11. kat bir sorun değildi.

Sorun 12. katta, İblis Kral'ın müdahale ettiği yerde başlıyordu.

Orada hepiniz bölüneceksiniz.

Biri ihanet edecek ve bu ihanet nedeniyle bölüneceksiniz.

Ölümler bile gerçekleşecek.

“...Kim Gong-Ja?”

Cadı kaşlarını çattı.

“Sen iyi misin? Birden tuhaf görünmeye başladın. Hasta mısın?”

“Hmm. Ben iyiyim. Sadece bu toplantıda böylesine olağanüstü insanların arasında olmaktan bunaldım. Biraz duygusal bir durum, bilirsiniz.”

Yumuşak bir şekilde devam ettim.

Bu sırada Kılıç İmparatoru sessizce beni izliyordu.

“Her neyse, evet. 11. katın nasıl olacağını biliyorum. Sadece bu da değil, görevin içeriğini bile biliyorum.”

“......!”

Lonca liderlerinin gözleri değişti.

Bilgi, hayatın kendisi kadar hayati bir önem taşıyordu. Onlara, hayati tehlikesi olan bir konunun anahtarını elimde tuttuğumu etkili bir şekilde söylemiştim. Doğal olarak ifadeleri de değişti.

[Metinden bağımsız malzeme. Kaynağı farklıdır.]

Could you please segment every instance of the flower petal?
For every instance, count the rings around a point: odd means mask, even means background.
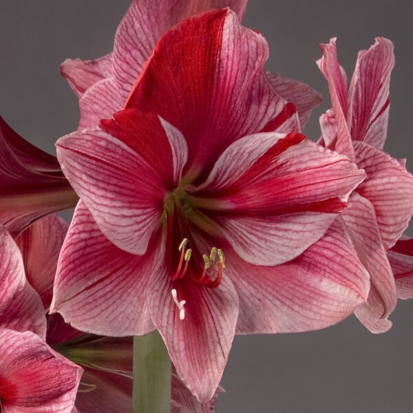
[[[19,247],[3,226],[0,226],[0,328],[31,330],[42,337],[46,334],[41,299],[25,278]]]
[[[112,244],[81,201],[59,260],[51,313],[87,332],[146,334],[153,330],[145,292],[151,265],[149,253],[136,256]]]
[[[310,119],[313,109],[323,100],[321,95],[304,82],[283,77],[279,74],[268,74],[277,92],[297,108],[301,129]]]
[[[294,260],[276,266],[244,262],[226,252],[240,296],[238,334],[293,332],[341,321],[367,298],[369,275],[341,219]]]
[[[142,255],[173,177],[180,176],[184,139],[155,115],[134,109],[119,112],[102,127],[61,138],[58,157],[106,237]]]
[[[354,147],[357,165],[367,173],[357,192],[373,204],[387,249],[400,237],[413,213],[413,176],[399,160],[368,143],[354,142]]]
[[[162,253],[160,257],[162,261]],[[183,320],[171,294],[173,288],[179,300],[187,301]],[[147,294],[152,319],[178,375],[200,402],[209,401],[222,376],[235,330],[238,297],[232,282],[224,277],[212,290],[191,280],[174,283],[159,271],[152,275]]]
[[[242,19],[246,6],[246,0],[134,0],[118,28],[114,47],[114,76],[123,98],[127,97],[158,40],[170,28],[200,12],[225,7]]]
[[[366,304],[354,312],[372,332],[382,332],[396,304],[396,286],[377,226],[373,205],[357,193],[352,194],[341,213],[360,260],[370,275],[370,294]]]
[[[100,119],[120,110],[125,99],[113,78],[105,78],[89,87],[79,100],[81,118],[78,130],[96,126]]]
[[[126,106],[176,126],[188,142],[184,173],[205,175],[229,145],[285,107],[264,70],[268,54],[264,37],[229,10],[188,19],[159,41]]]
[[[388,251],[392,266],[397,298],[413,298],[413,238],[403,237]]]
[[[35,222],[16,240],[23,256],[26,277],[45,308],[52,301],[57,260],[67,226],[59,216],[51,215]]]
[[[328,82],[332,110],[337,126],[336,138],[330,143],[329,147],[346,155],[353,160],[354,151],[347,125],[348,105],[346,78],[337,59],[336,39],[331,39],[328,44],[321,44],[320,47],[323,57],[317,61],[317,63]]]
[[[382,149],[387,137],[390,74],[394,67],[393,43],[376,38],[368,50],[359,52],[348,91],[353,140]]]
[[[321,238],[363,178],[303,135],[257,134],[231,145],[193,191],[240,257],[276,265]]]
[[[96,388],[90,392],[78,393],[76,407],[78,413],[132,411],[131,378],[85,368],[82,383]]]
[[[69,413],[83,369],[31,332],[1,329],[0,372],[5,413]]]
[[[112,76],[112,54],[99,59],[83,61],[67,59],[60,67],[61,74],[78,98],[95,83]]]
[[[13,237],[77,201],[56,158],[23,139],[1,118],[0,193],[0,222]]]

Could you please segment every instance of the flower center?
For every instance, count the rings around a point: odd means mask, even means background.
[[[184,238],[178,248],[180,252],[180,257],[176,271],[172,277],[172,281],[182,279],[187,272],[189,260],[192,257],[192,250],[187,249],[187,245],[188,239]],[[226,268],[224,253],[220,248],[214,246],[211,249],[209,255],[207,254],[202,255],[202,260],[204,260],[202,272],[200,271],[197,273],[197,271],[191,271],[191,277],[197,284],[209,288],[215,288],[221,284],[223,272]]]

“Bu bilgiyi 10. katı temizlediğim için ödül olarak aldım.”

“...Ve bunu burada açıklamayı seçiyorsun çünkü...?”

Cadı sordu.

“Bu bilgiyi bizimle paylaşmak istiyor musun?”

“Elbette.”

İşaret parmağımı kaldırdım.

“Ama bir şartım var.”

“Konuş. Memnuniyetle dinleyeceğim.”

“Eğer bir gün bir [iyilik] istersem, lütfen bunu bir kereliğine yerine getir.”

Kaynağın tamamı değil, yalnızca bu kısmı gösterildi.